Mendoza: Use stack machines to compute efficient JSON diffs (opens in new tab)

(sanity.io)

115 pointsevenw5y ago33 comments

33 comments

“ Naming a project is always difficult. Since this project is focused on representing changes between JSON documents I naturally started thinking about names like "JSON differ, JSON changes, JSON patch, …". However, most of these names have already been used by existing projects. While I was muttering "JSON, JSON, JSON" it suddenly turned into "JSON, JSON, Jason, Jason Mendoza".”

This is a reference from The Good Place and it is an amazing name!

feanaro5y ago

This is an interesting tool for computing minimal diffs, but the result is not very human friendly. If this is your goal and you are looking for something better than diff, have a look at graphtage: https://github.com/trailofbits/graphtage

Also works for XML, HTML, YAML and CSV.

jiofih5y ago

The article explains very clearly that this is a purpose-built non-human-friendly solution.

feanaro5y ago

I know, I wasn't trying to ignore or denigrate this purpose. It seemed apt to show a similar tool which still has a drastically different (and complementing) purpose, which is human readability.

jdc5y ago

Would be cool if there is were a way to plug this into git

smabie5y ago

I'm pretty sure git allows custom diffs, no?

dddw5y ago

Thanks for sharing that! Looks usefull to me

anonymousblip5y ago

Interesting approach! But aren't JSON arrays a pretty wasteful encoding?

Since this is an opaque serialization of an instruction set, why not try to encode more bits per number (JSON floats support lossless integers of many more bits), and moving the "symbol table" (string data) to the end?

This way you could also compress redundant symbols into single strings.

judofyr5y ago

Author of the article here.

The format itself is not strictly speaking coupled to JSON: https://github.com/sanity-io/mendoza/blob/master/docs/format.... If you can encode int8 and string more efficiently, then you can save some bytes with a custom binary encoding. However, you always need to be able to represent JSON as well. If a part of the JSON file isn't present in the old version, then you encode that part by the plain JSON.

> and moving the "symbol table" (string data) to the end? … you could also compress redundant symbols into single strings.

Sounds interesting, but in my experience these types of tricks are usually not paying off compared to just sending it through Gzip afterwards.

AaronFriel5y ago

Now that you have .TEXT and .DATA sections, you're only a few sentences away from suggesting that the compression/diff algorithm generate and send WASM's binary encoding.

Joker_vD5y ago

What about BPF?

Arqu5y ago

I'm super interested in this topic. Recently (and still ongoing) I started on hashing out how to diff large datasets and what that even means.

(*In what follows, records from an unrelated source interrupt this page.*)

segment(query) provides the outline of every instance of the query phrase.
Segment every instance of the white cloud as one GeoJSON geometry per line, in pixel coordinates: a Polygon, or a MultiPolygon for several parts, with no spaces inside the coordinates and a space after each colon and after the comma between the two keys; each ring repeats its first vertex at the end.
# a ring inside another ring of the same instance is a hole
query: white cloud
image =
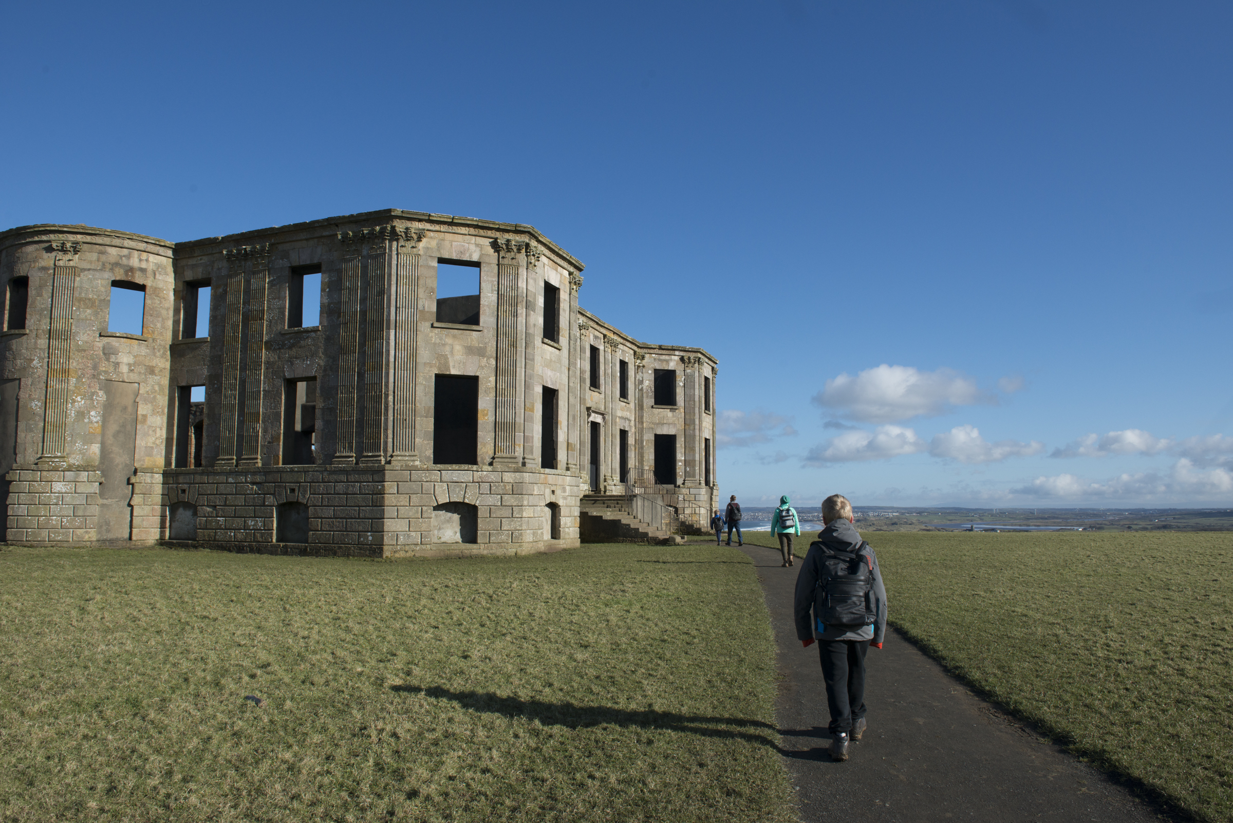
{"type": "Polygon", "coordinates": [[[1107,455],[1157,455],[1173,446],[1173,440],[1154,437],[1142,429],[1110,431],[1105,436],[1085,435],[1054,448],[1049,457],[1105,457],[1107,455]]]}
{"type": "Polygon", "coordinates": [[[806,466],[851,463],[867,460],[887,460],[901,455],[915,455],[928,448],[928,444],[903,426],[878,426],[874,431],[845,431],[814,446],[805,455],[806,466]]]}
{"type": "Polygon", "coordinates": [[[999,440],[988,442],[980,436],[980,430],[973,425],[962,425],[947,432],[933,435],[928,453],[933,457],[957,460],[961,463],[994,463],[1007,457],[1027,457],[1044,451],[1039,441],[1018,442],[1017,440],[999,440]]]}
{"type": "Polygon", "coordinates": [[[753,444],[771,442],[772,437],[792,437],[797,430],[789,425],[792,418],[768,412],[740,412],[725,409],[715,420],[715,442],[725,448],[740,448],[753,444]]]}
{"type": "Polygon", "coordinates": [[[1027,383],[1023,381],[1022,375],[1006,375],[1000,381],[997,381],[997,388],[1006,392],[1007,394],[1014,394],[1015,392],[1022,392],[1027,383]]]}
{"type": "Polygon", "coordinates": [[[1202,435],[1186,437],[1174,450],[1195,466],[1223,466],[1233,468],[1233,437],[1202,435]]]}
{"type": "Polygon", "coordinates": [[[956,405],[996,403],[977,388],[970,377],[949,368],[922,372],[911,366],[867,368],[856,377],[847,372],[826,381],[814,403],[838,409],[840,416],[863,423],[895,423],[916,416],[937,416],[956,405]]]}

I would love to get an understanding of how the HN crowd sees diffing datasets should be (lets say >1GB in size).

Are you more interested in a "patch" quality diff of the data which is more machine tailored? Or is a change report/summary/highlights more interesting in that case?

Currently I'm leaning more towards the understanding/human consumption perspective which offers some interesting tradeoffs.

nerdponx5y ago

Both! I need to be able to handle merge conflicts for data, but I also need the machine to be able to apply the changes.

konda5y ago

You should checkout dolthub.com. It's versioned DB tool that allows for diffs and merges.

TheRealPomax5y ago

Out of curiosity, what problem did you have that this approach solves?

Thinking about diffs, plain text diffs are typically compressed for transport anyway, so you end up with something that's human readable at the point of generation and application (where the storage/processing cost associated with legibility is basically insignificant) while being highly compressed during transport (where legibility is irrelevant and no processing beyond copying bits is necessary).

judofyr5y ago

We have a JSON data store at Sanity.io where you update your data by sending in a transaction script which is at a quite high level ("increment karma by 5"). While these scripts explain your intention well, they are a bit of a hassle to work with internally since the language is so rich. We therefore wanted (what we've called) an effect format. The effect format would explain what actually happened when applying the transaction: "Set karma to 183". Mendoza is what we ended up with. The Mendoza patches are much easier to work with from a decoder's point of view.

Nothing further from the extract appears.